During one scene of "Winter Madness", Toofer tells the writing staff that he went to college in Boston, "Well, not in Boston, but nearby", mocking a common stereotype of Harvard students that they will not mention that they attend the University, for fear of intimidating anyone, but will still strongly hint to it. Later, Jack and Nancy imitate former Boston newscasters Chet Curtis and Natalie Jacobson, who were the most-watched news team in Boston for twenty years. Nancy tells Jack that her husband moved to New Orleans to rebuild houses that were affected by Hurricane Katrina to repair the shoddy craftsmanship of actor Brad Pitt's Make It Right Foundation, an organization building affordable housing to help those families most in need following the aftermath of Hurricane Katrina.

==Reception==
In its original American broadcast, "Winter Madness" was watched by 5.585 million households, according to the Nielsen Media Research. It received a 2.8 rating/7 share among viewers in the 18–49 demographic, meaning that 2.8 percent of all people in that group, and 7 percent of all people from that group watching television at the time, watched the episode. This was an increase from the previous episode, "Black Light Attack!", which was watched by 5.014 million American viewers. "Winter Madness" ranked third in the timeslot and was the only episode getting more viewers, going up 22 percent from the previous week's episode rating.

The episode received generally mixed reviews from television critics. Robert Canning of IGN said the episode was great and gave it an 8.8 out 10 rating, saying that he was "impressed" with how the ending handled Jack and Nancy's "not-quite romance." Canning enjoyed the "platonic romance" between them saying, "A lesser series could have simply had the pair hook up, break up and move on, but 30 Rock has drawn out the relationship with flirtation, what-ifs and possible future ex-husbands." Meredith Blake, writing for the Los Angeles Times, found the episode "perfectly" and "well-timed". Leonard Pierce for The A.V. Club said that the episode started "out wicked strong, with everyone in the cast getting great lines". In regards to the two plots, Pierce said that the Liz, TGS, and Dale Snitterman story was "stuffed with great comedic moments", while the Jack and Nancy angle just sat there and flopped "around like a dying fish." Bob Sassone of AOL's TV Squad enjoyed the Boston theme in "Winter Madness"; his only complaint was that the episode had nothing to do with TGS, the fictional show on 30 Rock. "I'm getting a little tired of that. I want more sketches and NBC network shenanigans."

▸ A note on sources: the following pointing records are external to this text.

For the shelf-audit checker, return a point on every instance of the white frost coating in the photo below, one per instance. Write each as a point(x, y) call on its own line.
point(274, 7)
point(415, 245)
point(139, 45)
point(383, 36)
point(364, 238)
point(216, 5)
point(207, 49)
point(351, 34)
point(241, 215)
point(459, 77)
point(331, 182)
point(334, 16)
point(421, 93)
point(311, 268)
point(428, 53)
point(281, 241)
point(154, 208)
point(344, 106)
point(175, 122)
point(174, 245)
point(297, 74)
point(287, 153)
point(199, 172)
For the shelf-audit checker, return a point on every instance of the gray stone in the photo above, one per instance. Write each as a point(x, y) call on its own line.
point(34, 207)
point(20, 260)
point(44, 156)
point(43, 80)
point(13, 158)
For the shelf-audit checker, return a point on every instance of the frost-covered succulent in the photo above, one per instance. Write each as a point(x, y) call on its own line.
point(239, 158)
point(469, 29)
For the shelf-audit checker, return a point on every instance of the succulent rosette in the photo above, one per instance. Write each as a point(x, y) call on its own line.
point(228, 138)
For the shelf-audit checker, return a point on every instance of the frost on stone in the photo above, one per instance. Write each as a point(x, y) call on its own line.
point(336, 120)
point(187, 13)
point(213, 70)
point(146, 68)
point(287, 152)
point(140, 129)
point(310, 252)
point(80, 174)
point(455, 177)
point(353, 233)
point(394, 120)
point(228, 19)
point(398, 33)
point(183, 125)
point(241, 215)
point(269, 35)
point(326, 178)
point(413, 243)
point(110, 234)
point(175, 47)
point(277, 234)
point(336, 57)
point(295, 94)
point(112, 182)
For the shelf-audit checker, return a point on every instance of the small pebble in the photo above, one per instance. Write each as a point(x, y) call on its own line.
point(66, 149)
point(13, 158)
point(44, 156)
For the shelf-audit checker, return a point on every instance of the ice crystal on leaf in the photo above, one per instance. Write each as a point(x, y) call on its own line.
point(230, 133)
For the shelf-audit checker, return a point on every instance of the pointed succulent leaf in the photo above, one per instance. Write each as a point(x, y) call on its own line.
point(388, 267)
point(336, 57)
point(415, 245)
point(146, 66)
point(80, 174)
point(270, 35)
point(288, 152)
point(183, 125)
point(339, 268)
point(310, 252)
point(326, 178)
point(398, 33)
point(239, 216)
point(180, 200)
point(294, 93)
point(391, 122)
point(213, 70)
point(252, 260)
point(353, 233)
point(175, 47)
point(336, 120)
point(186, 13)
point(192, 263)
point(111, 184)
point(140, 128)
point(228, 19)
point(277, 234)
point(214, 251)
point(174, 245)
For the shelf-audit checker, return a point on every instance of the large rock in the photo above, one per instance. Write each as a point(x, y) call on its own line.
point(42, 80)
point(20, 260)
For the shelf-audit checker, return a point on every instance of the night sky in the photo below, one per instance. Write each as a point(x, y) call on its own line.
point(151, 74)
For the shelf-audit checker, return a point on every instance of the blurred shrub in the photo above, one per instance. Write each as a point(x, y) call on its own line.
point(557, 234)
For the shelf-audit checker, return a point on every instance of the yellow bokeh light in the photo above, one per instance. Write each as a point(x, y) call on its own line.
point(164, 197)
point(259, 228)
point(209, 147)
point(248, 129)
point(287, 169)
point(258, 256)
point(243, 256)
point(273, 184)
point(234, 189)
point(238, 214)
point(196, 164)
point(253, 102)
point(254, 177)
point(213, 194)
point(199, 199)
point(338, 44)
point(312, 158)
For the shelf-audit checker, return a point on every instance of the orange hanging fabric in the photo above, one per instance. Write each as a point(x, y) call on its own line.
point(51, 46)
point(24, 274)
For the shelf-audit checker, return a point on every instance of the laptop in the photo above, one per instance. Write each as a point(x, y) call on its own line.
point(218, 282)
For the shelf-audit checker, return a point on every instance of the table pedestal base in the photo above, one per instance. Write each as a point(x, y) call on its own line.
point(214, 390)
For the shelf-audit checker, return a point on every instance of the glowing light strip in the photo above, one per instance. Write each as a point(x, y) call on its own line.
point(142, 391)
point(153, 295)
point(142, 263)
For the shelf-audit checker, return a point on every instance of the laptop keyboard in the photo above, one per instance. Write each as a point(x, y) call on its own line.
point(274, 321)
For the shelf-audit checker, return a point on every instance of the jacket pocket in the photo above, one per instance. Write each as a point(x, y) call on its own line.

Entertainment Weekly’s Margaret Lyons reported that "Winter Madness" was "something of a letdown." She commented that Julianne Moore's Nancy was not "funny enough" as a "romantic foil for Jack", and that taking the show to Boston seemed off the mark. Television columnist Alan Sepinwall for The Star-Ledger reported that "Winter Madness" fell into the category of an episode that featured "a lot of funny gags but aren't wholly satisfying" and added that it "just stopped, rather than building to a real conclusion". Sean Gandert of Paste rated unfavorably the pairing of Alec Baldwin and Julianne Moore's characters, citing that they do not have "much rapport, so the scenes with the two of them together are a bit dead, as much as I usually enjoy seeing Julianne Moore in pretty much anything." Amos Barshad for New York magazine criticized Moore's Boston accent, citing that it was "atrocious", while TV Guide Magazine’s Bruce Fretts opined that the accent was "wicked bad". Regarding the episode itself, Fretts said that it was "weak".

Despite the criticism towards Moore's Boston accent in the series, executive producer Robert Carlock, who is from Boston, defended Moore. In an interview with New York magazine, Carlock said, "I grew up with people like that. Not everyone talks like that in Boston, but I think she's enough of an actress to pull it off." When asked if her accent "sounded realistic", he noted, "I'm going to go with that. I know people who sound like that." In response to the accent, Moore explained "I went to school in Boston and worked with a lot of guys from Dorchester, so that's where [the accent] came from. We made it thick ... for humor's sake, but then again, not really. There are folks with seriously heavy accents there, and they are proud of it."